Although 64 747 women developed a second primary cancer, the absolute excess risks compared with risks in the general population were small. By 20 years, 13.6% (95% confidence interval 13.5% to 13.7%) of women had developed a non-breast cancer, 2.1% (2.0% to 2.3%) more than expected in the general population, and 5.6% (5.5% to 5.6%) had developed a contralateral breast cancer, 3.1% (3.0% to 3.2%) more than expected. The absolute excess risk of contralateral breast cancer was greater in younger than in older women. Among specific types of non-breast cancer, the largest 20 year absolute excess risks were for uterine and lung cancers. Although for cancers of the uterus, soft tissue, bones and joints, and salivary glands, as well as acute leukaemias, standardised incidence ratios exceeded those of the general population by a factor of at least 1.5, absolute excess risks at 20 years were <1% for every individual non-breast cancer type. When patients were categorised according to adjuvant treatment, radiotherapy was associated with increased contralateral breast and lung cancer, endocrine therapy with increased uterine cancer (but reduced contralateral breast cancer), and chemotherapy with increased acute leukaemia.
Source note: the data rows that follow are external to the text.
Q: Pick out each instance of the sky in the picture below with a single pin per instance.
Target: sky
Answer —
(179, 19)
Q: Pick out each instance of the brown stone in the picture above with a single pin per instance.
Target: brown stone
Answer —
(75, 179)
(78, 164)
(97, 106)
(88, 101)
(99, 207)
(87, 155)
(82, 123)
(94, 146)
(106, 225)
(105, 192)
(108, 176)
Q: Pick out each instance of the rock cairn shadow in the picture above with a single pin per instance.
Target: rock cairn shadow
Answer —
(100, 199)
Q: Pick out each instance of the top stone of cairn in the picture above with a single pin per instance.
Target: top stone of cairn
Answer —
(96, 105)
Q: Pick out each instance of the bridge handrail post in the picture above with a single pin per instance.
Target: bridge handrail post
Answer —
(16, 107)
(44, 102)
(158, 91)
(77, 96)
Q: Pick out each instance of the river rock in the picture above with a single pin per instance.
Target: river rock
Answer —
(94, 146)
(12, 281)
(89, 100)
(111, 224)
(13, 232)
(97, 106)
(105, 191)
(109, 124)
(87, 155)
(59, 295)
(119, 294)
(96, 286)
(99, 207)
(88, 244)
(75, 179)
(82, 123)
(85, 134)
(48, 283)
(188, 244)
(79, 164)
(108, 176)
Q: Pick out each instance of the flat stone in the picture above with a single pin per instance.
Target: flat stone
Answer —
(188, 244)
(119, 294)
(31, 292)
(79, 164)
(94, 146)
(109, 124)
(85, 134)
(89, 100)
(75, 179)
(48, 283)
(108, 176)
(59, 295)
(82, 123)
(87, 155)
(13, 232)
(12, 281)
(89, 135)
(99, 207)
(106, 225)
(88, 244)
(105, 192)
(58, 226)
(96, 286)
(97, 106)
These were consistent with effects reported in randomised trials, but positive associations for soft tissue, head and neck, ovarian, and stomach cancers were also identified, and these have not previously been observed in trials. This suggested that approximately 2% of all the 64 747 second cancers and 7% of the 15 813 excess second cancers in the cohort may be attributable to adjuvant therapies.

CONCLUSIONS

The risk of a second primary cancer in women treated for early invasive breast cancer is slightly higher than for women in the general population. Contralateral breast cancer accounts for around 60% of the overall increase, with higher risks in younger women. The risk associated with adjuvant therapies is small.

摘要

目的

描述早期浸润性乳腺癌患者初次手术后发生第二种非乳腺癌原发性癌症及对侧乳腺癌的长期风险。

设计

基于人群的观察性队列研究。

背景

从英国国家癌症登记与分析服务机构常规收集的数据。

参与者

1993年1月至2016年12月在英国登记的所有476373例以乳腺癌作为首个浸润性(索引)癌症的女性,随访至2021年10月。

主要观察指标

后续原发性癌症的发生率和累积风险,与一般人群中发生的情况相比较;与患者特征、索引肿瘤及辅助治疗的关联。

结果

尽管64747名女性发生了第二种原发性癌症,但与一般人群的风险相比,绝对超额风险较小。到20年时,13.6%(95%置信区间13.5%至13.7%)的女性发生了非乳腺癌,比一般人群预期的多2.1%(2.0%至2.3%),5.6%(5.5%至5.6%)的女性发生了对侧乳腺癌,比一般人群预期的多3.1%(3.0%至3.2%)。对侧乳腺癌的绝对超额风险在年轻女性中高于老年女性。在特定类型的非乳腺癌中,20年的最大绝对超额风险是子宫癌和肺癌。尽管子宫癌、软组织癌、骨与关节癌、唾液腺癌以及急性白血病的标准化发病比超过一般人群至少1.5倍,但每种非乳腺癌类型在20年时的绝对超额风险<1%。当根据辅助治疗对患者进行分类时,放疗与对侧乳腺癌和肺癌风险增加相关,内分泌治疗与子宫癌风险增加相关(但对侧乳腺癌风险降低),化疗与急性白血病风险增加相关。这些与随机试验中报告的效应一致,但也发现软组织癌、头颈癌、卵巢癌和胃癌存在正相关,而这些在试验中此前未被观察到。这表明该队列中所有64747例第二种癌症中的约2%以及15813例额外第二种癌症中的7%可能归因于辅助治疗。

结论

早期浸润性乳腺癌治疗女性发生第二种原发性癌症的风险略高于一般人群中的女性。对侧乳腺癌约占总体增加风险的60%,年轻女性风险更高。与辅助治疗相关的风险较小。